In her State of the State address, Gov. Nikki Haley summarized her opposition to Medicaid expansion under the Affordable Care Act by asking, “Why would we throw more money at the system without first demanding improved efficiency, quality, and accessibility?”
One problem with this stand is that there are no affordable insurance alternatives for those uninsured South Carolinians who would qualify under an expanded Medicaid program so they will continue to be a burden on the South Carolina health care delivery system.
While the negative economic impact on hospitals and other providers is predicted to be significant if the governor follows through with her plan to opt out, there is one other significant factor that is often overshadowed by political posturing, the impact on life expectancy.
A study conducted by the Department of Health Policy and Management at the Harvard School of Public Health, published in the July 25, 2012 edition of the New England Journal of Medicine, compared death rates between states that have expanded Medicaid eligibility and states that have not. Their findings show that in states that have expanded Medicaid eligibility there is, on average, a decrease in the adjusted all-cause mortality rate of 6.1 percent.
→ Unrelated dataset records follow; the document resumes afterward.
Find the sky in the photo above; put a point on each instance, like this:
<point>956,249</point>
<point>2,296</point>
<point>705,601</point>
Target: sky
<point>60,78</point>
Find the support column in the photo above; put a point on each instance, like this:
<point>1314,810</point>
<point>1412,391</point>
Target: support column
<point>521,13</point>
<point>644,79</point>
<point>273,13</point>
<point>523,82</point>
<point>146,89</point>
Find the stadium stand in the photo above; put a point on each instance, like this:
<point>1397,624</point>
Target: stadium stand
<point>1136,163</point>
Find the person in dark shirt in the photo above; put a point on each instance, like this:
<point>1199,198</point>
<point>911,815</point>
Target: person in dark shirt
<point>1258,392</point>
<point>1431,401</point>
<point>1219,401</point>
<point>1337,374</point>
Another study published in the August 2012 issue of Health Affairs highlights the decrease in life expectancy in the less educated poor white population. One factor is the correlation between education and access to health care.
On average, whites who do not have a high school diploma lost four years of life expectancy since 1999. The highest loss of life expectancy was among white women with less than a high school diploma who lost an average of five years.
The fundamental message from these recent studies is that there is a direct correlation between access to health care and life expectancy.
What does this mean for South Carolina?
Data published in the South Carolina Detailed Mortality Statistics 2009 by DHEC in September 2011, indicates there were 40,242 deaths in South Carolina during 2009.
At a rate of 6.1 percent, compared to those states that have expanded Medicaid programs, there could have been a decrease of as many as 2,455 deaths in South Carolina in 2009 if the state had an established expanded Medicaid program.
Regardless of the political arguments made by those opposed to the Affordable Care Act, the decision to opt in or opt out of the expanded Medicaid program is a simple matter of life and death.